Er war Volksschullehrer, Dramaturg, Redakteur und seit dem 1. Januar 1933 Herausgeber der »Neuen Rundschau« im S.-Fischer-Verlag. Vier Wochen später kam Hitler, und es begannen die Prüfungen seines Lebens. Die Erben Samuel Fischers verließen 1936 Deutschland und edierten die unerwünschten Autoren von Thomas Mann bis Jakob Wassermann erst im Wiener und danach im Stockholmer Exil. Suhrkamp blieb und dirigierte den in Berlin verbliebenen Teil des Verlages allein durch die schwierigen Zeiten, bis ihn die Nazis wegen Landesverrats 1944 ins KZ warfen.

Er war todkrank, als er im Februar 1945 überraschend entlassen wurde, erhielt als erster deutscher Verleger nach Kriegsende eine Verlagslizenz, sollte dann aber nach dem Willen des zurückgekehrten Gottfried Bermann Fischer nur noch als Berater fungieren. Hermann Hesse riet, einen eigenen Verlag zu gründen, und Peter Suhrkamp zögerte nicht. Die Fischer-Autoren ließ er wählen, wo sie künftig publizieren wollten. Von 48 entschieden sich 33 für ihn. Brecht brauchte für sein Votum nur einen Satz: »Lieber Suhrkamp, natürlich möchte ich unter allen Umständen in dem Verlag sein, den Sie leiten.« Am 1. Juli 1950 wurde das neue Unternehmen ins Handelsregister eingetragen.
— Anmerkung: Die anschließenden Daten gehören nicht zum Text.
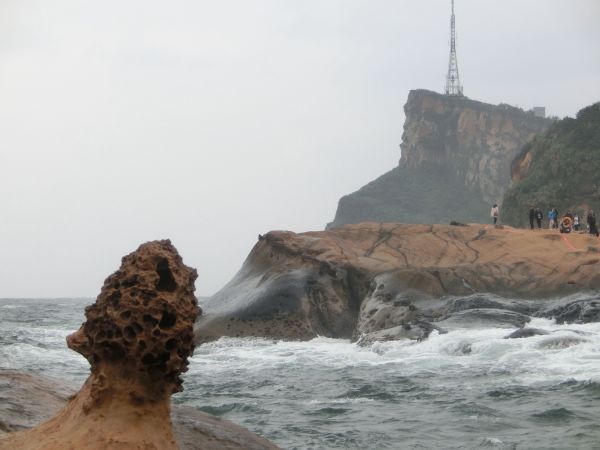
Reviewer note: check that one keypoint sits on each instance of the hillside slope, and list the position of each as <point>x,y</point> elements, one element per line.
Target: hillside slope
<point>456,155</point>
<point>560,168</point>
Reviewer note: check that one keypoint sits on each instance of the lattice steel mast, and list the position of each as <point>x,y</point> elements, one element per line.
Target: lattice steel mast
<point>453,86</point>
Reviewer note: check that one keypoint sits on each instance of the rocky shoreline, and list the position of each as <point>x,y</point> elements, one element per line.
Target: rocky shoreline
<point>137,338</point>
<point>29,399</point>
<point>373,281</point>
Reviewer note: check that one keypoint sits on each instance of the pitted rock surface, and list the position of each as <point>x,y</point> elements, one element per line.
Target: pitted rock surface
<point>144,315</point>
<point>138,336</point>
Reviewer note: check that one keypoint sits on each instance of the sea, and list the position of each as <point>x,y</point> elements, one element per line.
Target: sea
<point>467,389</point>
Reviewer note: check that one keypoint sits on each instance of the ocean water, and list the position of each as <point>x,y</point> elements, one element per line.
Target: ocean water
<point>467,389</point>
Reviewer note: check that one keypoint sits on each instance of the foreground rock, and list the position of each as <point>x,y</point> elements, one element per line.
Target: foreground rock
<point>137,338</point>
<point>364,278</point>
<point>29,399</point>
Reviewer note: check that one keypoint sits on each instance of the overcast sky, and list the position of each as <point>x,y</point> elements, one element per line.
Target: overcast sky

Das Ziel war von Anfang an umrissen: Suhrkamp sollte ein »gegenwärtiges Gesicht« erhalten und kein x-beliebiges Unternehmen sein, keine profillose Gemischtwarenhandlung, die auf den Geschmack eines möglichst breiten Publikums schielt. Man begann mit T. S. Eliot und Max Frisch. Es folgten Theodor W. Adorno und Walter Benjamin, Brecht und Hesse, Laxness und Shaw. Suhrkamp wollte sammeln und bilden. Er gründete die Bibliothek Suhrkamp, beauftragte Eva Rechel-Mertens, Prousts »Auf der Suche nach der verlorenen Zeit« ins Deutsche zu übertragen und setzte den französischen Erzähler gegen alle Widerstände durch. Er brachte Beckett, Günter Eich, Wolfdietrich Schnurre, den jungen Martin Walser, und er plante, stets »unbekümmert um die Tagesbörse der Meinungen«, wie Max Frisch rühmte, unbeeindruckt auch von politischem Druck, eine Werkausgabe des im Westen verketzerten und boykottierten Bertolt Brecht. Im Lauf weniger Jahre wurde der Verlag eine Institution, die wichtigste literarische Stimme in der Bundesrepublik.

Dass Peter Suhrkamp selber schrieb, in der Hauptsache Essays und Kritiken, wissen heute nur noch wenige. Seine publizistische Arbeit dokumentiert der Verlag jetzt, 70 Jahre nach seiner Gründung, mit dem Band »Über das Verhalten in der Gefahr«, der bislang gründlichsten und umfangreichsten Textsammlung seines Gründers, der sich unablässig mit der Welt des Buchs und Problemen seiner Zeit beschäftigt hat.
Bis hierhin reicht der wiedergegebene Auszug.